3) Google Scholar Profiles won’t allow itself to be improved upon

Scopus and Web of Science also carefully control what you can do with their data. In any case you need a subscription before you can start to do anything. So surely this is a criticism of all closed data systems.

4) Google Scholar Profiles only measure a narrow kind of scholarly impact

Again, I don’t see Scopus and Web of Science producing much more than bare citation counts and h-indices. The UK 2012 research assessment procedure (REF) only quoted bare citation counts from Scopus. This is a problem of education. Until more people understand how use bibliometric data nothing much will happen and I know h-indices still get thrown about during promotion discussions at my institution (again see an Impactstory blog about why people should stop using the h-index).

My Approach

I tend to think of all sources as data. Your interpretation should vary as you take each into account. Like all data and measurements, results derived from bibliometric information needs to be checked and validated using several independent sources and alternative methods.

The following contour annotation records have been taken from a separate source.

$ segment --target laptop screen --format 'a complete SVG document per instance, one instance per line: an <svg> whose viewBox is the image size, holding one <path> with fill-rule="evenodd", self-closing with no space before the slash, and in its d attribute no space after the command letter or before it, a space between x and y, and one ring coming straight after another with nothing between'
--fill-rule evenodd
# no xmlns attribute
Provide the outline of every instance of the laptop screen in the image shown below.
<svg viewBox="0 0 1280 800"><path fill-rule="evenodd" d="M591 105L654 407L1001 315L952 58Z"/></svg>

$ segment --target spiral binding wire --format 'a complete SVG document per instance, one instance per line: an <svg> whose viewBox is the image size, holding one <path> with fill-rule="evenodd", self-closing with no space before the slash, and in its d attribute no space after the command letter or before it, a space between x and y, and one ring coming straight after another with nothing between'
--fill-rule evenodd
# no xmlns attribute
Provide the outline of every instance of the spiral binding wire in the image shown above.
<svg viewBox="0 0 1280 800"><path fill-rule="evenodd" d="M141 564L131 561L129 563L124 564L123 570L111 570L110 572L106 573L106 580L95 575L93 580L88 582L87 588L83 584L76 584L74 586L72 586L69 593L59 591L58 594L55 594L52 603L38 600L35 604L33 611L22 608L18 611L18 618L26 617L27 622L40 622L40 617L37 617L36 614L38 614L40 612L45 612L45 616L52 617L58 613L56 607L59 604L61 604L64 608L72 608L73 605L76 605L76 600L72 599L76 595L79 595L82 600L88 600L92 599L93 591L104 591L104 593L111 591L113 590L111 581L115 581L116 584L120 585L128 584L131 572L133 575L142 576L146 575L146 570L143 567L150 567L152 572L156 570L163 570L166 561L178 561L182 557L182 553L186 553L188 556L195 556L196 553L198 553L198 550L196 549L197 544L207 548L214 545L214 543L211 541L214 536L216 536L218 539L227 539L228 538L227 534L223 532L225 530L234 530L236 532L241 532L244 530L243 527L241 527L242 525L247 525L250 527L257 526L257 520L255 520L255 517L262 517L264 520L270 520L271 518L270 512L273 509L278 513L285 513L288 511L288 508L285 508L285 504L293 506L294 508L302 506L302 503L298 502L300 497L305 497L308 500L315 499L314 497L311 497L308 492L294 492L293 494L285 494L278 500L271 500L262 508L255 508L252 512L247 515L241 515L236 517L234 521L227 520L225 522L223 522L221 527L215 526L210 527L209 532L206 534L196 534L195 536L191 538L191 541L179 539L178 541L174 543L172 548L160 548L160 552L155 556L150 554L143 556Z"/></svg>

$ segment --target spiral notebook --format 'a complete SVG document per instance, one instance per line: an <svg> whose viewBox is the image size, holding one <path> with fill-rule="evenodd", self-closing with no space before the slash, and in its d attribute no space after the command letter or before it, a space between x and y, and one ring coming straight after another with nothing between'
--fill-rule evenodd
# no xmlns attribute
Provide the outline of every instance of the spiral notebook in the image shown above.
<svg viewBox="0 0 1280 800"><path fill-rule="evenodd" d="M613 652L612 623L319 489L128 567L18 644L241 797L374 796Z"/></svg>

For instance I have access to these three commercial sources, and they tend to give citations counts which differ. Web of Science is generally the most conservative, Scopus is in the middle and Google scholar leads the counts. So I can use all three to give a balanced view and to weed out any problems. They also have different strengths and weaknesses. Google is ahead of the curve and shows where the other two will go a year or two later. My work on archaeology has a large component in books which Google scholar reflects but the other two fail to capture. Scopus is very weak on my early Quantum Field Theory work, while both Web of Science and Google scholar are equally strong in this area and time period.

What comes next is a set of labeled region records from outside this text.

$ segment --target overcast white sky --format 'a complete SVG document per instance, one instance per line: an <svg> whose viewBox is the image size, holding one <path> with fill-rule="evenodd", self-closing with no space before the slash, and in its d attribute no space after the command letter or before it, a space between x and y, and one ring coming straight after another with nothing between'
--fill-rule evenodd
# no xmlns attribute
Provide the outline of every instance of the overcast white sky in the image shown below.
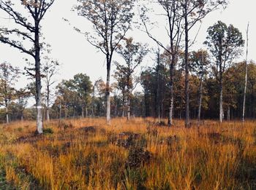
<svg viewBox="0 0 256 190"><path fill-rule="evenodd" d="M254 53L256 50L256 43L255 43L256 41L255 35L256 33L256 20L254 15L256 1L255 0L230 0L230 1L226 9L215 11L203 20L197 43L194 45L193 49L202 47L208 27L217 20L222 20L227 25L233 24L235 27L238 28L243 33L244 38L246 35L247 23L249 22L249 59L256 60L256 54ZM91 31L91 25L88 24L85 18L78 17L76 12L71 11L72 6L76 2L76 0L56 0L42 23L46 41L52 46L51 57L62 64L60 74L56 78L60 81L62 79L71 79L78 73L85 73L91 77L93 82L99 77L105 80L106 66L103 55L89 44L83 35L73 30L72 25L75 25L86 31ZM0 12L0 25L2 25L3 17L6 17L6 15ZM71 25L64 21L62 17L69 20ZM158 31L158 36L164 36L165 32L164 30ZM154 44L145 33L138 29L134 29L129 34L132 35L136 41L143 41L152 46ZM23 59L24 56L25 55L18 50L0 44L1 63L7 61L13 66L23 68L26 66ZM151 66L152 61L150 58L147 58L143 65ZM27 82L26 77L22 77L17 83L17 87L23 87Z"/></svg>

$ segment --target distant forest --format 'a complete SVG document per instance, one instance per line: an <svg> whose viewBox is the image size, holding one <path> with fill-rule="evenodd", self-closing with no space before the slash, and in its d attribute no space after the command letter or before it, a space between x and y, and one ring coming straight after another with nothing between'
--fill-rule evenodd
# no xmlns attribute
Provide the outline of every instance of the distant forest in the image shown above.
<svg viewBox="0 0 256 190"><path fill-rule="evenodd" d="M219 119L222 122L255 118L256 66L247 60L248 49L243 53L248 47L249 25L245 38L234 25L216 20L207 31L204 46L197 51L191 48L195 40L191 31L197 30L210 12L227 7L225 0L158 0L148 4L78 0L72 11L89 21L93 31L75 29L105 56L107 79L91 82L86 71L81 71L59 84L53 79L59 73L59 63L50 58L50 45L41 33L41 20L54 0L18 1L0 1L0 10L13 21L13 28L0 28L0 41L30 58L26 58L28 66L24 69L7 62L0 65L1 122L37 119L37 132L42 133L43 119L50 119L106 116L110 124L111 117L129 120L151 116L159 122L167 118L171 126L173 118L178 118L189 127L190 119ZM162 14L154 15L157 5ZM161 34L165 35L164 41L153 32L157 26L151 19L158 17L165 26ZM127 36L135 28L155 47ZM121 63L113 59L115 54L123 59ZM149 54L151 66L140 71ZM245 60L236 63L241 56ZM18 90L15 84L20 74L31 82ZM111 76L114 81L110 81ZM31 108L28 102L31 97L36 103Z"/></svg>

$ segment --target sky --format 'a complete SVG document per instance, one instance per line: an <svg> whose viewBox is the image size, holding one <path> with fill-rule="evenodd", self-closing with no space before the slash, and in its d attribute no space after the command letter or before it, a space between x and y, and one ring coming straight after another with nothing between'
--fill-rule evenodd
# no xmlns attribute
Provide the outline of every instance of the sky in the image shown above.
<svg viewBox="0 0 256 190"><path fill-rule="evenodd" d="M76 4L76 0L56 0L42 23L43 36L45 41L51 45L50 57L61 64L59 74L54 79L59 82L61 79L71 79L78 73L83 73L89 76L92 82L100 77L105 80L106 66L104 55L86 41L84 36L73 29L75 26L83 31L92 31L91 25L86 19L78 16L76 12L72 11L72 7ZM191 48L198 50L203 47L203 42L206 40L207 28L218 20L222 20L227 25L233 24L242 32L244 39L246 37L246 29L249 22L249 60L256 60L256 54L254 53L254 50L256 50L256 20L254 15L255 7L255 0L230 0L227 9L214 11L203 20L196 43ZM160 13L160 9L157 9L151 16L157 17L154 14L158 13ZM11 21L7 21L6 17L6 15L0 11L1 26L4 24L12 25ZM69 22L64 21L63 18L69 20ZM159 23L159 25L162 24ZM160 28L161 26L155 31L157 37L166 35L165 31ZM191 32L192 39L198 28L199 25ZM132 36L136 41L148 44L148 47L154 47L156 45L143 32L137 28L133 28L128 34ZM164 37L161 39L163 41L165 40ZM26 55L18 50L0 44L0 63L6 61L23 69L26 66L23 59L25 57ZM148 55L143 66L152 66L153 57L153 55ZM113 58L120 60L116 55ZM241 58L241 60L244 59L245 55ZM113 70L113 67L112 73ZM22 76L16 82L16 87L25 87L28 82L26 76Z"/></svg>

The tips discussed in “7 ways to make your Google Scholar Profile better” are very useful but many apply to all data sources. For instance Scopus just added two papers by another T.S.Evans working near London to my profile, even though its in a completely different research field, the address is completely different (not even in London) and there is basically zero overlap between these papers and my work. Makes you worry about the quality of the automatic detection software used in commercial bibliometric firms. I can’t fix this myself, I have to email Scopus while I can tidy up Google scholar myself whenever I want. Currently I also feel that the Google scholar recommendations are the most useful source of targeted information on papers I should look at but I am always looking for improvements.

Overall, I feel you need to keep a very balanced approached. Never trust a statistic until you’ve found at least two other ways to back it up independently.